HTML DRM, Visualizing Medical Sciences, Lifelong Learning, and Hardware Hackery
- What Tim Berners-Lee Doesn’t Know About HTML DRM (Guardian) — Cory Doctorow lays it out straight. HTML DRM is a bad idea, no two ways. The future of the Web is the future of the world, because everything we do today involves the net and everything we’ll do tomorrow will require it. Now it proposes to sell out that trust, on the grounds that Big Content will lock up its “content” in Flash if it doesn’t get a veto over Web-innovation. [...] The W3C has a duty to send the DRM-peddlers packing, just as the US courts did in the case of digital TV.
- Visualizing the Topical Structure of the Medical Sciences: A Self-Organizing Map Approach (PLOSone) — a high-resolution visualization of the medical knowledge domain using the self-organizing map (SOM) method, based on a corpus of over two million publications.

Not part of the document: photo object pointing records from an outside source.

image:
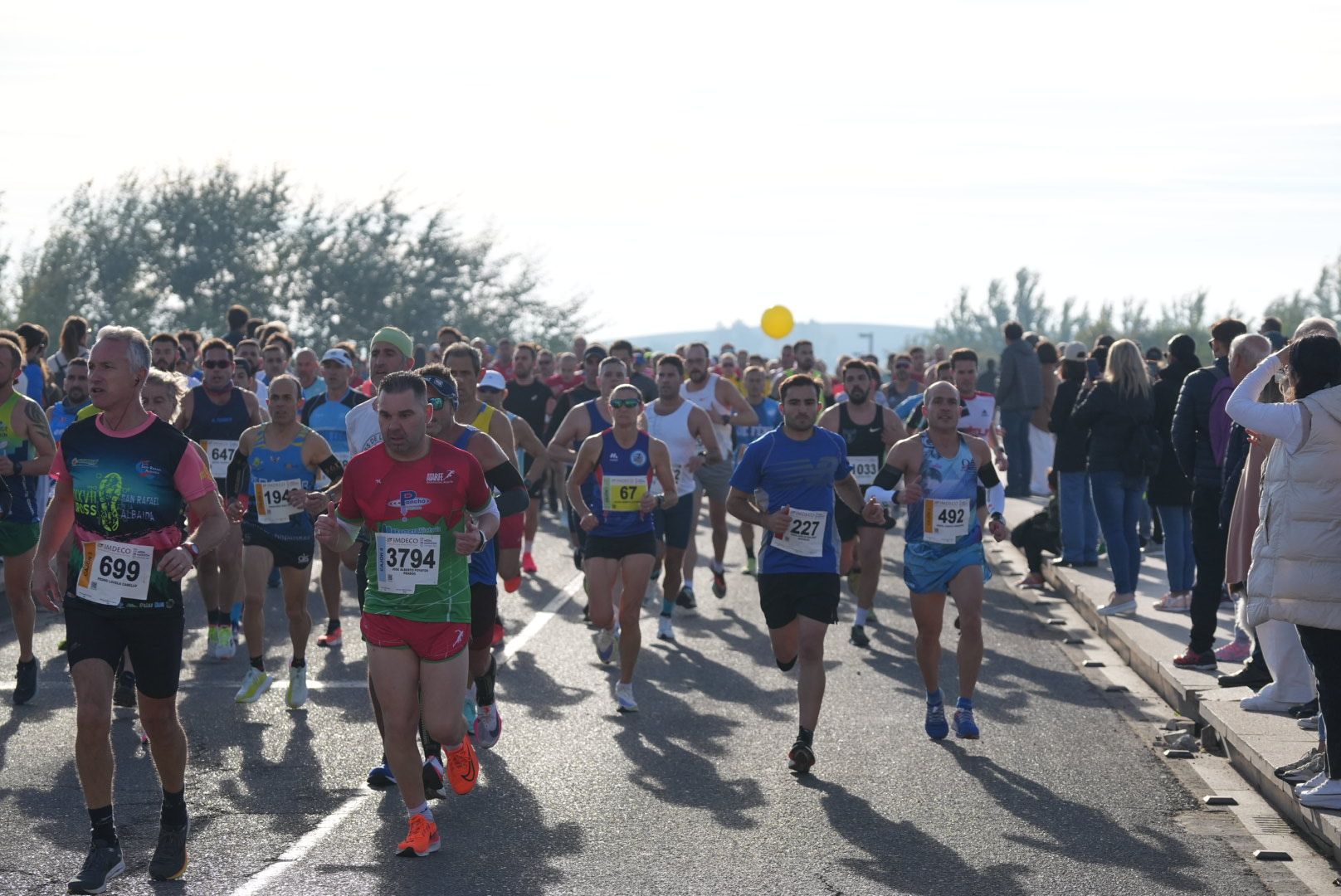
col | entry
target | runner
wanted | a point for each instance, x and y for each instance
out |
(26, 454)
(947, 472)
(620, 545)
(271, 491)
(428, 507)
(215, 415)
(868, 430)
(727, 408)
(801, 471)
(326, 413)
(680, 426)
(770, 415)
(124, 485)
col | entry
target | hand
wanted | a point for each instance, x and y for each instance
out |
(176, 563)
(46, 587)
(873, 511)
(470, 538)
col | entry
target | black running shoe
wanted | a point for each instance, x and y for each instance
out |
(102, 864)
(125, 693)
(801, 758)
(169, 861)
(26, 682)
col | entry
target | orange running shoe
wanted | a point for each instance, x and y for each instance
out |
(422, 840)
(463, 769)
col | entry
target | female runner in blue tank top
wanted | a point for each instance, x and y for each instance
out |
(609, 489)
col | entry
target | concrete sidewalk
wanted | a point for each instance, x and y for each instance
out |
(1256, 742)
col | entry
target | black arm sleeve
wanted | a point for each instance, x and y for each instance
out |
(333, 469)
(239, 472)
(886, 478)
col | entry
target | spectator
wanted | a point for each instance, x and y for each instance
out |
(1192, 426)
(1119, 413)
(1169, 491)
(1041, 441)
(1018, 393)
(1297, 545)
(1075, 506)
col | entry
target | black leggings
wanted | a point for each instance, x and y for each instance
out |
(1323, 647)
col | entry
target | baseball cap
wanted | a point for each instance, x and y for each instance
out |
(1075, 352)
(339, 356)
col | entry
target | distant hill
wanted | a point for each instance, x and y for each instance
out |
(831, 339)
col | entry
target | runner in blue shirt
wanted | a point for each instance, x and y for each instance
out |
(797, 471)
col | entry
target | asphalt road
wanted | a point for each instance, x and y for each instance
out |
(688, 796)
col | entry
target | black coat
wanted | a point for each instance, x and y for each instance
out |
(1169, 487)
(1112, 424)
(1071, 443)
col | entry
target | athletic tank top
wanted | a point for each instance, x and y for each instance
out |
(485, 565)
(707, 398)
(272, 474)
(23, 489)
(947, 517)
(866, 444)
(622, 476)
(674, 430)
(222, 426)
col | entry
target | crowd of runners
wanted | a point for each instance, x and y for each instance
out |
(424, 470)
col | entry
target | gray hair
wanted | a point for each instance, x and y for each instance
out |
(137, 346)
(1316, 325)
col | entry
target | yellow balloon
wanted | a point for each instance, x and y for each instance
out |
(777, 322)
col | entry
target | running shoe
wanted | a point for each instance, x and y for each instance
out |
(102, 863)
(964, 724)
(801, 758)
(124, 695)
(296, 694)
(26, 682)
(422, 839)
(255, 684)
(489, 726)
(433, 785)
(380, 777)
(169, 861)
(605, 645)
(936, 724)
(463, 769)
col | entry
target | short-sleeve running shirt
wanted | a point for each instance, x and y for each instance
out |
(422, 498)
(799, 475)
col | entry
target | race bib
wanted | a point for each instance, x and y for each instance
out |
(622, 493)
(866, 469)
(805, 535)
(115, 572)
(944, 522)
(407, 561)
(272, 507)
(220, 454)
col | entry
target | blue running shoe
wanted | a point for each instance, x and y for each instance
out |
(936, 724)
(964, 724)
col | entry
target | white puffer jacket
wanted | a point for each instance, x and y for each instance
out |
(1295, 573)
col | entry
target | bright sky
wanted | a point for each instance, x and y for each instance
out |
(690, 164)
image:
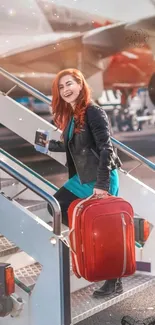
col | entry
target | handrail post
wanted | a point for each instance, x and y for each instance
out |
(54, 204)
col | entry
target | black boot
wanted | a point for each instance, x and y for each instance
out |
(109, 287)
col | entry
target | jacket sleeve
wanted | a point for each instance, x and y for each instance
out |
(56, 146)
(99, 126)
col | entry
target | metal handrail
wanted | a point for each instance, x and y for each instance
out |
(54, 204)
(119, 145)
(133, 154)
(25, 86)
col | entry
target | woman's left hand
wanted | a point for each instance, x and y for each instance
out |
(98, 191)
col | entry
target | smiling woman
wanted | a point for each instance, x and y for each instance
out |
(91, 160)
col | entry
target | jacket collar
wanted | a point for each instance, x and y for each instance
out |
(66, 132)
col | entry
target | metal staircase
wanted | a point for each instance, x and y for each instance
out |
(36, 247)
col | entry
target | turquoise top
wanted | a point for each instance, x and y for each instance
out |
(84, 190)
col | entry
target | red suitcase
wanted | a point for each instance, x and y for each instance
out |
(102, 238)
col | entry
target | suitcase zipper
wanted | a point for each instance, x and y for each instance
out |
(124, 241)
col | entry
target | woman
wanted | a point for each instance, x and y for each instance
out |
(91, 160)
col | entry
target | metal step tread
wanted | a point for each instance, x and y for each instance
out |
(32, 205)
(4, 182)
(84, 305)
(7, 247)
(28, 275)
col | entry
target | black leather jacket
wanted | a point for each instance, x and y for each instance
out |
(90, 153)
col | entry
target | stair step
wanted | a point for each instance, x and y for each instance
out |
(4, 182)
(27, 276)
(83, 303)
(32, 205)
(7, 247)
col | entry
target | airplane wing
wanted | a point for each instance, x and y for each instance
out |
(52, 52)
(62, 50)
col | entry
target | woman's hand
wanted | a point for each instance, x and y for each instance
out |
(99, 192)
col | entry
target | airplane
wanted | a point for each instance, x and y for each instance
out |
(53, 36)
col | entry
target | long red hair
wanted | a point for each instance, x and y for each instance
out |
(62, 111)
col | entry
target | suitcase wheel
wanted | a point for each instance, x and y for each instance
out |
(149, 321)
(127, 320)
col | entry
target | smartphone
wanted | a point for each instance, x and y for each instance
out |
(40, 137)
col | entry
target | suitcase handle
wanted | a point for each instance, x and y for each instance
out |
(70, 235)
(99, 196)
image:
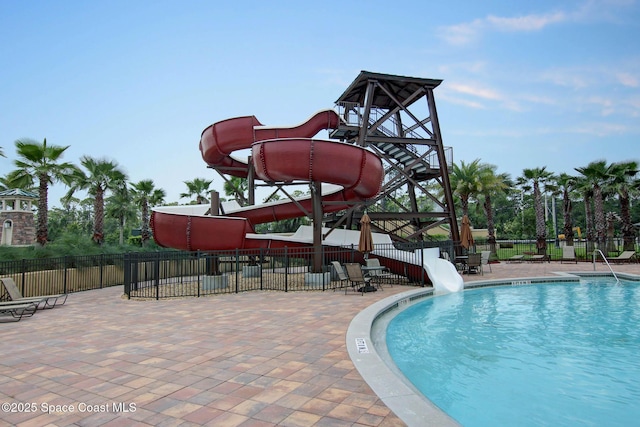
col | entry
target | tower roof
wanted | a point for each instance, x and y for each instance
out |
(402, 87)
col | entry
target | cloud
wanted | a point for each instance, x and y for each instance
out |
(480, 94)
(627, 79)
(590, 10)
(525, 23)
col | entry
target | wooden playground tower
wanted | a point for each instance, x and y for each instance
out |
(396, 117)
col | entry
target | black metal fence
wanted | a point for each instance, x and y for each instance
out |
(174, 274)
(178, 274)
(47, 276)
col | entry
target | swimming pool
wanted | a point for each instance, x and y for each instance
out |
(535, 354)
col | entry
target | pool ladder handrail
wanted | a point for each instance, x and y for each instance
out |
(605, 260)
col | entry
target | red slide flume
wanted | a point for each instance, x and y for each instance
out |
(278, 154)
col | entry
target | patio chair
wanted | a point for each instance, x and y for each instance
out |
(343, 279)
(474, 264)
(568, 254)
(516, 258)
(11, 311)
(537, 258)
(43, 301)
(356, 277)
(380, 272)
(626, 256)
(485, 260)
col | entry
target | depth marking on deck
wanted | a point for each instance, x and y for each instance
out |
(361, 345)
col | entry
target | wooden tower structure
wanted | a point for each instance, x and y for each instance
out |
(396, 117)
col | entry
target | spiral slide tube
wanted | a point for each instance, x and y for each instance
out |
(279, 154)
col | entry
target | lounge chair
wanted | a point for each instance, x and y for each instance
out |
(626, 256)
(474, 264)
(516, 258)
(356, 277)
(568, 254)
(537, 258)
(44, 301)
(11, 311)
(342, 276)
(379, 272)
(485, 260)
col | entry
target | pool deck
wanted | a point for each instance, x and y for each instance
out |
(252, 359)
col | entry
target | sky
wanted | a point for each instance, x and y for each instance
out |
(525, 84)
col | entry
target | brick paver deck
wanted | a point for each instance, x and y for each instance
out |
(252, 359)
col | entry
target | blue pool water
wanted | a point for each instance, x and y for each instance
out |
(533, 355)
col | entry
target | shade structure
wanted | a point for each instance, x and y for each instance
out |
(466, 238)
(366, 238)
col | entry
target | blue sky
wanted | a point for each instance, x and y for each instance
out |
(525, 84)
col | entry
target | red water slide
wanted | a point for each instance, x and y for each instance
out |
(278, 154)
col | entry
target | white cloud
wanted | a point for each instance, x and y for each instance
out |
(525, 23)
(627, 79)
(590, 10)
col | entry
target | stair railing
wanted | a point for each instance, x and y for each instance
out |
(595, 252)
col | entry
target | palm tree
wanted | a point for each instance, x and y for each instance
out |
(147, 195)
(199, 187)
(237, 187)
(566, 184)
(102, 176)
(596, 174)
(539, 177)
(466, 182)
(120, 206)
(492, 184)
(623, 182)
(40, 163)
(584, 187)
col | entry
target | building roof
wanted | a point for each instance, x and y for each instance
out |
(18, 192)
(401, 86)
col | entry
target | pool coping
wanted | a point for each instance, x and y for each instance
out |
(368, 352)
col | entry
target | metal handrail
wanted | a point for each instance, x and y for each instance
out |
(605, 260)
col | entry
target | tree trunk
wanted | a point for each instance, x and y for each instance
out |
(541, 227)
(589, 223)
(42, 234)
(600, 222)
(567, 208)
(98, 220)
(628, 230)
(490, 224)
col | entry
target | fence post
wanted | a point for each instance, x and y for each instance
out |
(64, 274)
(126, 265)
(101, 270)
(24, 272)
(238, 270)
(156, 274)
(260, 260)
(286, 269)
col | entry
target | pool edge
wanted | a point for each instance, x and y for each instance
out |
(390, 386)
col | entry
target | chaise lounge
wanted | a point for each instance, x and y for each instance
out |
(11, 311)
(626, 256)
(44, 301)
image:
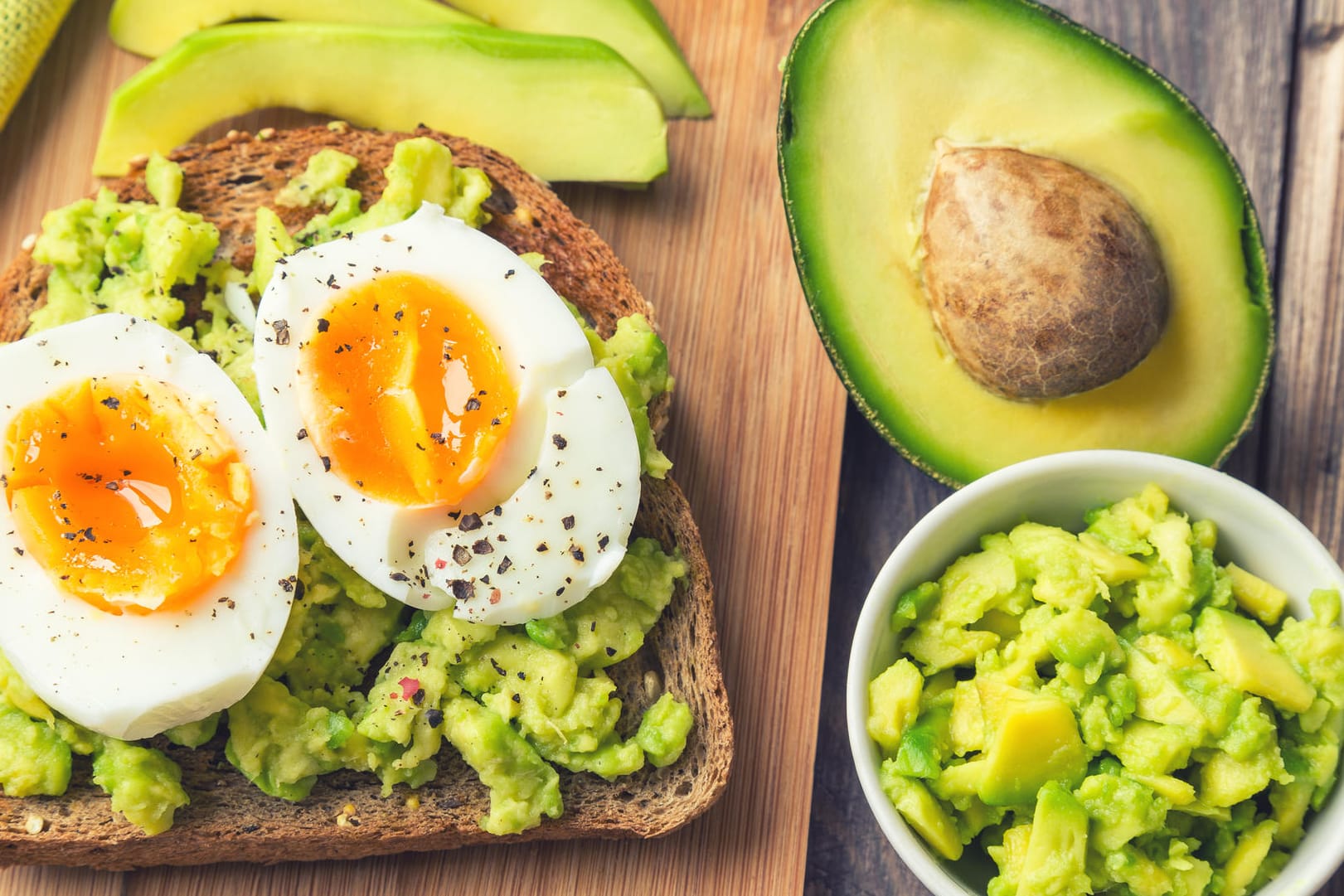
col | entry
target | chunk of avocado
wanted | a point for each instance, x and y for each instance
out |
(565, 108)
(151, 28)
(922, 811)
(1055, 860)
(1016, 75)
(1035, 739)
(1242, 651)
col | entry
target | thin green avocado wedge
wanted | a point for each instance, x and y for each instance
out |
(631, 27)
(152, 27)
(564, 108)
(874, 88)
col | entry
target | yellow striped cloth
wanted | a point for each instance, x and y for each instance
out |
(26, 30)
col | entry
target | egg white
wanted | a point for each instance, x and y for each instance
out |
(132, 676)
(545, 352)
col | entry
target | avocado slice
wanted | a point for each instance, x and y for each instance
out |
(564, 108)
(152, 27)
(631, 27)
(874, 90)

- What Teens Get About The Internet That Parents Don’t (The Atlantic) — the Internet has been a lifeline for self-directed learning and connection to peers. In our research, we found that parents more often than not have a negative view of the role of the Internet in learning, but young people almost always have a positive one. (via Clive Thompson)
- Portable C64 — beautiful piece of C64 hardware hacking to embed a screen and battery in it. (via Hackaday)
- RebelMouse — aggregates FB, Twitter, Instagram, G+ content w/Pinboard-like aesthetics. It’s like aggregators we’ve had since 2004, but in this Brave New World we have to authenticate to a blogging service to get our own public posts out in a machine-readable form. 2012: it’s like 2000 but now we have FOUR AOLs! We’ve traded paywalls for graywalls, but the walls are still there. (via Poynter)
- Data Visualization Course Wiki — wiki for Stanford course cs448b, covering visualization with examples and critiques.
- Peristaltic Pump — for your Arduino medical projects, a pump that doesn’t touch the liquid it moves so the liquid can stay sterile.